How Africa is Leapfrogging The World — Using Drone Medical Deliveries By Zipline

How Africa is Leapfrogging The World -- Using Drone Medical Deliveries By Zipline

“Africa can be the disruptor. These small agile economies can leapfrog with newer and better systems,” says Keller Rinaudo whose Zipline drones have proved just that by delivering life-saving blood in Rwanda within 30 minutes of an emergency call.

Zipline is a remarkable company that uses small, lightweight plane-shaped drones to deliver emergency medicine or blood from its base outside the Rwandan capital Kigali, in arguably the best demonstration of both innovative use of new technologies and what’s possible when a government is willing to experiment with them.

Such life-saving blood deliveries are the key to providing essential medical services in the mountainous East African country, where Zipline has delivered 2,400 blood units since the project began in October 2016.

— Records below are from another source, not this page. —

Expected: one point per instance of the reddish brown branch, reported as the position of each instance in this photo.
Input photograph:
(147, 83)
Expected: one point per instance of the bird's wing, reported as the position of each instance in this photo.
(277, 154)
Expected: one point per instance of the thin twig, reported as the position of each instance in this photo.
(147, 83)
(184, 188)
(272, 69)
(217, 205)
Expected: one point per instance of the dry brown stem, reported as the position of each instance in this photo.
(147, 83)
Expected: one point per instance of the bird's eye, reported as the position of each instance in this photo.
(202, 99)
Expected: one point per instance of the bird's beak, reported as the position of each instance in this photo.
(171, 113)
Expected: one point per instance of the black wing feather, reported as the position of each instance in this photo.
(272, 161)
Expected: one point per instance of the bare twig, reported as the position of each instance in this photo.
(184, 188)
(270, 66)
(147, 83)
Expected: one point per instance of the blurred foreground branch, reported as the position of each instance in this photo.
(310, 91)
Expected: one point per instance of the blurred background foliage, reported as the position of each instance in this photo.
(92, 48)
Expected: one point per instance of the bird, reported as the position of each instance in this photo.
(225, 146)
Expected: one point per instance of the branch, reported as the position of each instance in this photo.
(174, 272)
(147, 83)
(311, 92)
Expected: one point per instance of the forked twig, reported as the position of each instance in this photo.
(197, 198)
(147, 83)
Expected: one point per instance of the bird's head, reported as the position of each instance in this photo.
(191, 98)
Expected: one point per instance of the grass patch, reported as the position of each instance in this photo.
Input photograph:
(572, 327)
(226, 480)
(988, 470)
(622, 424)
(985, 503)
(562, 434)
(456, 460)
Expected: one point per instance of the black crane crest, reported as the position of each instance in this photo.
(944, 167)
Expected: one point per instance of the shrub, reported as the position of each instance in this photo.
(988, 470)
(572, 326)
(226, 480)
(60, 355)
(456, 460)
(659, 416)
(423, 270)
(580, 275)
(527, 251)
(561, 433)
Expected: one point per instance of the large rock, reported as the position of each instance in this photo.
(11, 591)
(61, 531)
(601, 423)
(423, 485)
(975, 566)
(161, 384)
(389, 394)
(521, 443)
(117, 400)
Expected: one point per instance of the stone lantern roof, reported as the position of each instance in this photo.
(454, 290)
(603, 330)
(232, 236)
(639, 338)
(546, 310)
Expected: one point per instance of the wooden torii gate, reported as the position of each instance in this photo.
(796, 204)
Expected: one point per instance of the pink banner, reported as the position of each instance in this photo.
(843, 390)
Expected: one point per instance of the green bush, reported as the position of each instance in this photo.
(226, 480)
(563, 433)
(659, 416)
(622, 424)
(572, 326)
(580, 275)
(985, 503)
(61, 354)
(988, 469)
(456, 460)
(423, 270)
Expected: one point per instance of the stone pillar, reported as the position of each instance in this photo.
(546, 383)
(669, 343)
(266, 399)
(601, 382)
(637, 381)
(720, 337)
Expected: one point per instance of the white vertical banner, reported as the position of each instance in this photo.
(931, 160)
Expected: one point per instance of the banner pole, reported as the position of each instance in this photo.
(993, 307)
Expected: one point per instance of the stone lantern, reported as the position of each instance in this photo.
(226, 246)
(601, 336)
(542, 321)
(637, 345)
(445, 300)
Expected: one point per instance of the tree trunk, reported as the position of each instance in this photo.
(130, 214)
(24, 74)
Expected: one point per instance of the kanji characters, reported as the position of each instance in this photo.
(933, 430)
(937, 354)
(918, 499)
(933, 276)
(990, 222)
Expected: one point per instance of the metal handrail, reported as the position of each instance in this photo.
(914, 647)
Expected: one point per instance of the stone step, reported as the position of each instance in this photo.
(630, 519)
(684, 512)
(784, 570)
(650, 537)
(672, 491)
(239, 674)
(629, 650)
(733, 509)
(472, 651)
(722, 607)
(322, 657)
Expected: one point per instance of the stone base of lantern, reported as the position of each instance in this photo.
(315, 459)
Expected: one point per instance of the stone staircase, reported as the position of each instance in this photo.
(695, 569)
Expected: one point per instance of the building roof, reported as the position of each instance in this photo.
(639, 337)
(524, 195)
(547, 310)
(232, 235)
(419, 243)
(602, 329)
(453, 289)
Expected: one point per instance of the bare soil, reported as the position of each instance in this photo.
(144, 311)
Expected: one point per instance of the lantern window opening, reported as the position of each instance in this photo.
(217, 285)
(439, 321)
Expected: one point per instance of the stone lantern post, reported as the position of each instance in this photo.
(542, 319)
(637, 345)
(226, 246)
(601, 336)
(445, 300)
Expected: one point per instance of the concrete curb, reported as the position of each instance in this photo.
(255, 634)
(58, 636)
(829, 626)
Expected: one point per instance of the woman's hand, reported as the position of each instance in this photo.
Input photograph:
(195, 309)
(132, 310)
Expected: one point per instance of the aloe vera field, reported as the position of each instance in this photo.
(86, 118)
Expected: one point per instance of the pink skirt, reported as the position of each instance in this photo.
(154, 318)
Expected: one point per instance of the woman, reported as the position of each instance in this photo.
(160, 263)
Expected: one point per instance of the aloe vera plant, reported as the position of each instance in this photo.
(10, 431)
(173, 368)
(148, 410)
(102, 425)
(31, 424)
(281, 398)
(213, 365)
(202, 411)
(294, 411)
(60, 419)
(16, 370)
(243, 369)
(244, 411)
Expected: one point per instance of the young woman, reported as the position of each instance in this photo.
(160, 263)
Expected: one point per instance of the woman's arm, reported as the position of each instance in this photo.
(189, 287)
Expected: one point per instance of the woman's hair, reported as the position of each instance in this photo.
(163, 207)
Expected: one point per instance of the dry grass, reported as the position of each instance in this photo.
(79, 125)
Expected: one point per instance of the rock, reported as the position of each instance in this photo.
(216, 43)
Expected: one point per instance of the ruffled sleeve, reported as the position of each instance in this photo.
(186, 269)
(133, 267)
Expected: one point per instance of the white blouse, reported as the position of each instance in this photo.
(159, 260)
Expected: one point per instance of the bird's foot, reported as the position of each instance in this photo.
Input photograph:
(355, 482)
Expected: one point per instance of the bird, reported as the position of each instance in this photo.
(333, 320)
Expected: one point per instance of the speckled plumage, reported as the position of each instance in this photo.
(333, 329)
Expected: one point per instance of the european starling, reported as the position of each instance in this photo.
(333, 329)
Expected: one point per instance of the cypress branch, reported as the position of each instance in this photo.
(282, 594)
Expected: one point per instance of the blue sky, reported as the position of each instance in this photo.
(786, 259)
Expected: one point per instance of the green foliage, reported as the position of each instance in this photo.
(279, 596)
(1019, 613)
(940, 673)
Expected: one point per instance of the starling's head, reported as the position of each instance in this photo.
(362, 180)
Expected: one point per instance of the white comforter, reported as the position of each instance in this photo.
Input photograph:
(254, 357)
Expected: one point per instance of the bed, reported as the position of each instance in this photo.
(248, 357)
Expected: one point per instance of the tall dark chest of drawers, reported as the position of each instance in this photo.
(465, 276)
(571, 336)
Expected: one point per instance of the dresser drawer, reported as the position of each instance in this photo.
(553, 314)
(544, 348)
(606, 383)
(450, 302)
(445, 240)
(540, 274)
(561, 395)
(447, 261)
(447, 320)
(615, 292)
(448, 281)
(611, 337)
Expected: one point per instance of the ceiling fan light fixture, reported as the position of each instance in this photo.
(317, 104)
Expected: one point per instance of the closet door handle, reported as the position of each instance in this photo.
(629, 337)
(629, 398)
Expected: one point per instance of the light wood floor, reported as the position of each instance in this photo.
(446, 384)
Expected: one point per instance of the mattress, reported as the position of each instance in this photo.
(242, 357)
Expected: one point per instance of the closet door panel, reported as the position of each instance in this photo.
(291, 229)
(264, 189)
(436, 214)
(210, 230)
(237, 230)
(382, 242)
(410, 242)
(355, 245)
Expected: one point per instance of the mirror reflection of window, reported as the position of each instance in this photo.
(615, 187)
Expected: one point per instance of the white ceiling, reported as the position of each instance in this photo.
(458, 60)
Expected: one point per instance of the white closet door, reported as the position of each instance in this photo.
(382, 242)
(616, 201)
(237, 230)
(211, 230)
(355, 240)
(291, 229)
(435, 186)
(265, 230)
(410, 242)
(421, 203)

“Most of that blood is going to mothers with postpartum haemorrhage (PPH),” Rinaudo, the CEO and co-founder, told TEDGlobal in Arusha, Tanzania. Some 30% of it is going to children with anaemia from malaria, the disease which remains the leading cause of mortality in Africa.

This remarkable delivery system, which takes 15-30 minutes to arrive at the hospital after the call is received, solves the particularly challenging problems of storing blood.

“Blood is challenging. It has a very short shelf life and is really hard to predict demand before patients need it. You are always trading off waste against access. To solve waste you want to keep the blood [or medicine] centralized. If you want to have lots of access, you keep lots of medicine at clinics. But if it expires it wastes a lot of money.”

Using Zipline’s system, Rwanda is able to keep the blood storage centralized and still get it to hospitals within in 30 minutes. He says the Rwandan government has been able to break the cycle of wastage, and zero units of blood have expired since the project began. “That’s an amazing result. That has not been achieved by any other healthcare system on the planet.”

Rinaudo described a scenario where a 24-year-old mother began haemorrhaging after a c-section to deliver her baby and Zipline made numerous flights to deliver lifesaving blood, plasma and platelets, which ultimately saved her life.